• "It's not that Bob Marley didn't have white fans when he was alive. Caucasian college students in the United States - particularly those around Midwestern schools, including the University of Michigan, Prevost says - constituted a large percentage of his fan base. But for the compilation to meet Robinson's lofty sales goals, those students' parents had to buy the album, too." Chris Kornelis misses the larger issue that parents didn't start buying Marley's Legend until the '90s, when parents who were teenagers in the late '70's finally started birthing the Millennials, at L.A. Weekly.
• "Poetry and metal share something: they are “arts of accusation and instruction.” They are also both persistent arts in which hundreds of mini-audiences — enacted, in metal, through worldwide substreams like black metal, death metal, melodeath, blackened death, doom, et cetera — do not, at this point, add up to a popular culture. And they are arts that have given us new ways to think about Satan." Michael Robbins talks to Bat Ratliff about metal on a podcast for the New York Times.

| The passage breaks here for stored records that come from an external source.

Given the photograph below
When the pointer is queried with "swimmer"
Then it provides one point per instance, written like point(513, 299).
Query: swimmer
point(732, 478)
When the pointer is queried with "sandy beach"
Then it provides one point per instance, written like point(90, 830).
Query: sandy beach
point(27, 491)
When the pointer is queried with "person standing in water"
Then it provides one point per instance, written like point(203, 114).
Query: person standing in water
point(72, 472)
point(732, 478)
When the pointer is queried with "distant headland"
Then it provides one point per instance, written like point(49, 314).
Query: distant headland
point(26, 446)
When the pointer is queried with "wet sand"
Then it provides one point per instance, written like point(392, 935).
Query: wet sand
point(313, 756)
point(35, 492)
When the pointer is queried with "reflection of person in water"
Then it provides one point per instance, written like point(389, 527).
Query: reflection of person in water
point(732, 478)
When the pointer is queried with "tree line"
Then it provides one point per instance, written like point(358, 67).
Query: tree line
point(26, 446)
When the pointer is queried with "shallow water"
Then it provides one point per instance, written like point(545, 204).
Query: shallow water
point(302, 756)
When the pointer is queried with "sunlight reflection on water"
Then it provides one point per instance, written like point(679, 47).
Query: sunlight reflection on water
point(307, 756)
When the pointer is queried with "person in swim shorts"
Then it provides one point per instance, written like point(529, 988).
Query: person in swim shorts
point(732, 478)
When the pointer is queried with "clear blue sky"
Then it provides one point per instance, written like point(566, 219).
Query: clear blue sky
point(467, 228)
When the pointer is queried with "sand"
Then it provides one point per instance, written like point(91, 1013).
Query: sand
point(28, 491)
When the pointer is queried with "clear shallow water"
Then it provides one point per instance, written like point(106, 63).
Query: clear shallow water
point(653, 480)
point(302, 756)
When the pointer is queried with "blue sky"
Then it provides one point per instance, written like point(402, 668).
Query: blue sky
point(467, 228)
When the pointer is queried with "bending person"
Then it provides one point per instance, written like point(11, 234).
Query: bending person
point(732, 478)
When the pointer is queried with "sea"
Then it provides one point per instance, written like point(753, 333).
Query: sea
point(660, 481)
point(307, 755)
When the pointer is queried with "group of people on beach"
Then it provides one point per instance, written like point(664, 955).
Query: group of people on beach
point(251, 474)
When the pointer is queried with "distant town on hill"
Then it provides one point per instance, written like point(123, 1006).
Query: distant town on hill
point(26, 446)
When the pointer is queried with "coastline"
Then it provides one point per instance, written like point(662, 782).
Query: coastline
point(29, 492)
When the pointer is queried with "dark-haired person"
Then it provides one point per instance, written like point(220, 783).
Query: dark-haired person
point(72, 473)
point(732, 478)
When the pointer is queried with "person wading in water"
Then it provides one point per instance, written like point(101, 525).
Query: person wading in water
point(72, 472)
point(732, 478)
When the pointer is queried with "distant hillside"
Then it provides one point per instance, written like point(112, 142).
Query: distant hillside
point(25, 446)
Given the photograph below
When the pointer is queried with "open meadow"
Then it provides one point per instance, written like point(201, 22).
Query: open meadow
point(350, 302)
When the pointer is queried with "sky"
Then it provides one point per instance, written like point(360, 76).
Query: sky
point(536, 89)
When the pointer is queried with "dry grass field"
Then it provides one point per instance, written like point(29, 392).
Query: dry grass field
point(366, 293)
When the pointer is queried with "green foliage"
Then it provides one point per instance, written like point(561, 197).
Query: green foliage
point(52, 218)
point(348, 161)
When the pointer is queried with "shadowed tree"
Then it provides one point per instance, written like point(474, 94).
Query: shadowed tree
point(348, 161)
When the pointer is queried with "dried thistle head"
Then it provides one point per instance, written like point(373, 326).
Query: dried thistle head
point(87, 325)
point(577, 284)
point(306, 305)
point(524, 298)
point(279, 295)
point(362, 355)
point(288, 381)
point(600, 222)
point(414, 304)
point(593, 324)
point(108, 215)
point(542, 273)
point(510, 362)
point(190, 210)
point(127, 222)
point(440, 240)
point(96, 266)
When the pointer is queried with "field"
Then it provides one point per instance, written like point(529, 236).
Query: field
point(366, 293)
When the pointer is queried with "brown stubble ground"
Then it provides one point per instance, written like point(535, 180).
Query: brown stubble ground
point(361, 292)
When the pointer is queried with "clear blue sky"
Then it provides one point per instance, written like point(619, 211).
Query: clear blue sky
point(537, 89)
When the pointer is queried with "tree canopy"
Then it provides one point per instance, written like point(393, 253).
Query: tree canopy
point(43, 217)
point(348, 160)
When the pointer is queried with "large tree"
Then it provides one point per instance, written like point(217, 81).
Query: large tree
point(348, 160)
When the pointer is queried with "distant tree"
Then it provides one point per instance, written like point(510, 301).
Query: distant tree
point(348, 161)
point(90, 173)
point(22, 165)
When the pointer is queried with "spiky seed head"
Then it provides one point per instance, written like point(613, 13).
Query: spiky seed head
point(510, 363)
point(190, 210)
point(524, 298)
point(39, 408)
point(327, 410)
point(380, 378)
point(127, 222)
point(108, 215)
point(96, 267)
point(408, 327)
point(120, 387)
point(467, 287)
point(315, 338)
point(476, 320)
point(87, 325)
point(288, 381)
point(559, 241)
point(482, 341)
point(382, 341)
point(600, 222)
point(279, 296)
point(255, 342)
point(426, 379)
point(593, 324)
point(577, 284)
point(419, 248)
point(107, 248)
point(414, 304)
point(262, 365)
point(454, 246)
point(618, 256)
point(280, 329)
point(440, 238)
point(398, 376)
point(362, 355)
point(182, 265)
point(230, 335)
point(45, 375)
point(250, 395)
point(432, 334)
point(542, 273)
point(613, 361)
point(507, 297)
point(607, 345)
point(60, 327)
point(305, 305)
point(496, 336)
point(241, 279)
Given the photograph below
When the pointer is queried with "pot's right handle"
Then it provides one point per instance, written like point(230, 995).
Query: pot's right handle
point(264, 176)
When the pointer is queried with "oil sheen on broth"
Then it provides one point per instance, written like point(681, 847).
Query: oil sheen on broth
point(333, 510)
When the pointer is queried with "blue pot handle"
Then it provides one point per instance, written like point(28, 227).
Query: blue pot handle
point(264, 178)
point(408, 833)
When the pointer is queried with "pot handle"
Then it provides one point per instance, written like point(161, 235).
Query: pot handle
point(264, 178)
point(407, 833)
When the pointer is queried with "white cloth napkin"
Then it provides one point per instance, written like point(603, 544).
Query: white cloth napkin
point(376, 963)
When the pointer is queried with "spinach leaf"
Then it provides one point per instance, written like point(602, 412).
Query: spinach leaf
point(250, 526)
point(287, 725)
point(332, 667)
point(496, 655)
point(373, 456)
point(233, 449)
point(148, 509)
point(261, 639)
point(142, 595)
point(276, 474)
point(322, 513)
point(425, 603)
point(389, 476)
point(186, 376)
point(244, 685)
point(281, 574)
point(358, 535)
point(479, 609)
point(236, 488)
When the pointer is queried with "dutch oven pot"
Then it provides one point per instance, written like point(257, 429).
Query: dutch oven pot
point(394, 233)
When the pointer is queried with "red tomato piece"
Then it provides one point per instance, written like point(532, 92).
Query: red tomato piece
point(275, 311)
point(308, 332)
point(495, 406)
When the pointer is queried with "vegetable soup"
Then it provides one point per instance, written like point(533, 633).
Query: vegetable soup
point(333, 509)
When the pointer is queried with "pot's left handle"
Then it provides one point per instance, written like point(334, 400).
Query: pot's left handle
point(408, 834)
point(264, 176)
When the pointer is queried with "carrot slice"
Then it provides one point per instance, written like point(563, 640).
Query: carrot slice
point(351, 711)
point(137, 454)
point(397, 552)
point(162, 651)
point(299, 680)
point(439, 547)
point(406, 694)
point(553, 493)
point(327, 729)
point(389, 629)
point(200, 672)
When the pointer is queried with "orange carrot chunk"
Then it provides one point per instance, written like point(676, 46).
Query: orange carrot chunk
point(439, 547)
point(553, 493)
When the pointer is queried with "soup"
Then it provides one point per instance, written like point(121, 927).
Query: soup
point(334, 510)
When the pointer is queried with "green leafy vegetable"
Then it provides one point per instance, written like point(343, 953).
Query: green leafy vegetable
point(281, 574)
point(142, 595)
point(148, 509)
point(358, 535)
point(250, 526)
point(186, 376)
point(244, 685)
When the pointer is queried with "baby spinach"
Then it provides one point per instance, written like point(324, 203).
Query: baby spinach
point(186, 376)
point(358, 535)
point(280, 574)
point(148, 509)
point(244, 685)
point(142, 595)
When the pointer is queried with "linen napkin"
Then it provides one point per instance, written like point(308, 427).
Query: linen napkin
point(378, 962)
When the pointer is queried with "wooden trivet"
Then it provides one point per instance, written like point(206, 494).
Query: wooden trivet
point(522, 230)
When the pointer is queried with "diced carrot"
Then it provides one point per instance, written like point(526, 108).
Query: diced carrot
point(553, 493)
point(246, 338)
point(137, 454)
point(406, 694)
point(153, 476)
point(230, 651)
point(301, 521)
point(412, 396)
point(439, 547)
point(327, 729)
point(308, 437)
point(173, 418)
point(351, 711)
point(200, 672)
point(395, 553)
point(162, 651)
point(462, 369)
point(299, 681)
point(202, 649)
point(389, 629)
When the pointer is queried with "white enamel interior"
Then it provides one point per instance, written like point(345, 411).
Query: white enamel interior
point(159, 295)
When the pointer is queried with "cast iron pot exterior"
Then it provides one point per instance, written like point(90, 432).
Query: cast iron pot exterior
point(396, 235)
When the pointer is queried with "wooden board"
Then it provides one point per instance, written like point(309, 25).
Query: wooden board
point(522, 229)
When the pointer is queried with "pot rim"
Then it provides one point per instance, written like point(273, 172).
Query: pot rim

• "I asked [Nick Cave] why he thought his music, which can be as graphic as the most brutal death metal or gangsta rap, has always found, in marked contrast to, say, death metal, such a wide and passionate following among women. “I have a female audience in my mind when I write,” he said. “That being said” — he smiled wryly at Ellis — “I’m often flabbergasted by what some women find sexy in my music.” Nick Cave talks Graceland and Titus Andronicus (the play) to John Wray for the New York Times Magazine.
• "You might say that the dark humor of the Goons—which made fun of the stiff-upper-lip stoicism of the Men Who Fought the War—would find a newer, lighter incarnation in the Beatles.“We were the sons of The Goon Show,” John Lennon later remarked. From the age of 12 on, Lennon belonged heart and soul to the Goons: “We were the extension of that rebellion, in a way.” Richard Lester's film 'A Hard Days Night' turns 50, Sam Kashner explains at Vanity Fair.
• "In a perverse application of Gresham’s Law to the world of theater, [commodity musicals] crowd out the competition because they are safe, thus making it more difficult for songwriters to work on Broadway without conforming to their restrictive requirements. A case in point is the recent stage version of The Bridges of Madison County, an uneven but nonetheless interesting commodity musical whose score, by Jason Robert Brown, was considerably more sophisticated than the anodyne songs heard in most such shows. Too sophisticated, in fact, since Bridges closed after just three months, presumably in part because Brown’s ambitious score failed to fulfill the modest musical expectations of people who were attracted by the prospect of seeing a Broadway show based on a bestselling romance novel." Terry Teachout identifies 'commodity musicals' as both symptom and disease for Commentary.
• "Even in 2010, the upper echelons of instrumental jazz remain primarily a men’s club. It’s no easier than it ever was for jazzwomen to balance the demands of their profession—the travel, the need to carve out personal space to practice and reflect—with those of parenting. Allen’s responsibilities are nothing if not substantial—a single mother of three since her recent split from Roney, she continues to tour while also fulfilling a weekly three-day obligation in Michigan when school is in session." Ted Panken wishes Geri Allen happy birthday for Today Is The Question.
"Like the possibility of overcrowding, suspicion of gang activity is a practically irrefutable justification for police entry into a bar or a show. But promoters Chase Freeman and Bryce Trost all insist that there are not gang members in their music community, and that many of the people on the gang task force’s list are there wrongfully, perhaps just for being born in the wrong neighborhood. In a city as small as Portland, a gang tie might actually just be running through overlapping social circles." Arianna Rebolini traces anti-hip-hop forces within Portland, OR's progressive hub for BuzzFeed.
"It’s not surprising that Communist officials would want to control just what music was broadcast on government-sanctioned radio stations. The reasons why they wanted certain songs banned, however, are what’s most surprising." Before there was Pussy Riot, there was the 'religious obskurantism' of Black Sabbath, via Consequence Of Sound.